A Personal Appreciation of the Astronomy Photographer of the Year 2013 at The Royal Observatory Greenwich (from 19th September 2013 - 23 February 2014) and the Sublime.

 

It started as a sunny, October Sunday when I started to drive the not altogether pleasant route to Greenwich from South West London. Then almost as soon as I left the rain came and came and came. It was very wet rain... wet, large drops that leave everything saturated and heavy, not the lazy drizzle almost unnoticed by Londoners. 

Very soon the water ran arrogantly down the streets - fuck your drainage systems - poured over my car - it's wipers almost rendered futile and London was all grey streams and reflective surfaces . Why had I decided to break the mould and actually do something more than stumble upon roast and red wine on a Sunday, I admonished myself. I was driving though, so I hoped I'd be able to park near the Royal Observatory. 

I hadn't reckoned with my total reliance on my google maps app in an area I don't know at all - it lead me to a parking spot that required a walk. I began to walk it, a token scarf tied over my already soaking hair, my pumps slapping and squelching in what I can only describe as the pond I was walking through. I ducked into the National Maritime Museum, which had clearly been the idea of several others and the smell of human damp and sweat under cagoules and the water running down my face was almost enough to make me give up and drive straight back home.

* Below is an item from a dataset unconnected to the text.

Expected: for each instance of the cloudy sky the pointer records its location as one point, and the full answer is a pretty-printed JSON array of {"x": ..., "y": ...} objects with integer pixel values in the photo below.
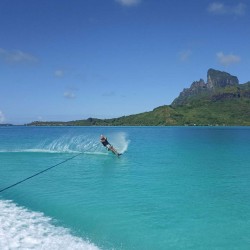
[{"x": 66, "y": 60}]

I called my cousin, a Greenwich resident, who I was meeting and who I was already one hour late for... "It's OK... You can drive here.. Just go back along the main road." Back through the rain, back in the car and I did make it. The car park was so close that I barely had to go outside - ironic given my already sodden state.

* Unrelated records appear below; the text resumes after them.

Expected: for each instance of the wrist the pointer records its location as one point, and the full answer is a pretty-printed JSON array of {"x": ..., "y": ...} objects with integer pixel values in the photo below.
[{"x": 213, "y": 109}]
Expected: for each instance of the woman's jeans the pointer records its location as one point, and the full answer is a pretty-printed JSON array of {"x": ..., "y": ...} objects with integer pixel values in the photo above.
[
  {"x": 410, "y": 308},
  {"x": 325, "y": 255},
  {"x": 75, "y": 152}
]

Perhaps my rambling introduction of how hateful I was feeling when I entered the free exhibition, will give some idea of how not-in-the mood I was. Wet, ill-tempered and miles from home, guilty that I was late, sliding all over the floor in my ballet pumps, aware that the building closed in two hours so we would have to rush. 

People and Space - Category winner: Moon Silhouettes by Mark Gee (Australia)

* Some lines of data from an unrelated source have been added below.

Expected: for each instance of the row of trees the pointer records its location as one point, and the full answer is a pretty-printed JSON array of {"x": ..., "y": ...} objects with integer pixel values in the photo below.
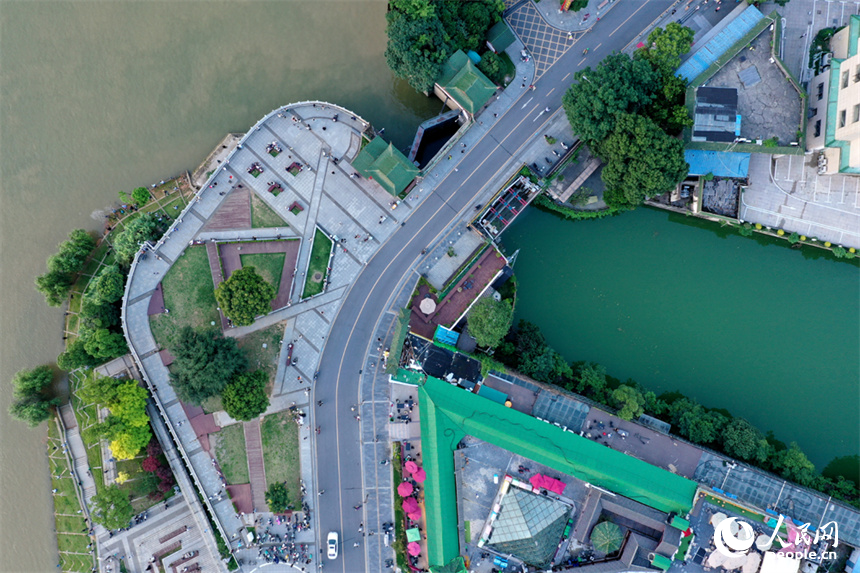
[
  {"x": 206, "y": 364},
  {"x": 629, "y": 111},
  {"x": 127, "y": 426},
  {"x": 423, "y": 34},
  {"x": 526, "y": 350},
  {"x": 31, "y": 401}
]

And then we went to see the photos. 

Overall and Earth and Space winner: Guiding Light to the Stars by Mark Gee (Australia)

I should mention that I am no scientist, whilst I proffer a mild interest in the sciences, it is mainly in basic biology - anything that links into art and literature or anyone that does. I hate Chemistry, though I comprehend it. I can't understand Physics and I don't pretend to; the only part I really enjoyed at school was Space and the Universe. That does interest me. 

Deep Space-Category Winner: Celestial Impasto: sh2–239 by Adam Block (USA)

The images ranged from depictions of the transit of Venus, comets, nebulae, aurorae and more and some pictures include parts of our tiny earth in them showing further scale and perspective. Winning entries have come from all around the world and this year was a record breaking year, with more images entered than ever before.

As I knew before I visited, every image was stunning, in the literal sense.   

When I saw this exhibition was on, I had to see it. Not just because of the sheer magnitude and art of the images but because of the feeling of smallness in the world that looking into the sky at night (and depictions of it) gives me. Some people hate that, I love it, it thrills me, a reflective thrill - sometimes slightly melancholic, but a thrill none-the-less. It does what views of cityscapes do (also called sonder); what vast natural and rough landscapes do, what outpourings of international emotion - good or bad- do, what great machines or lavish buildings do. It relaxes me, it scares and delights me and it makes me feel insignificant and I love it. It's like a drug. 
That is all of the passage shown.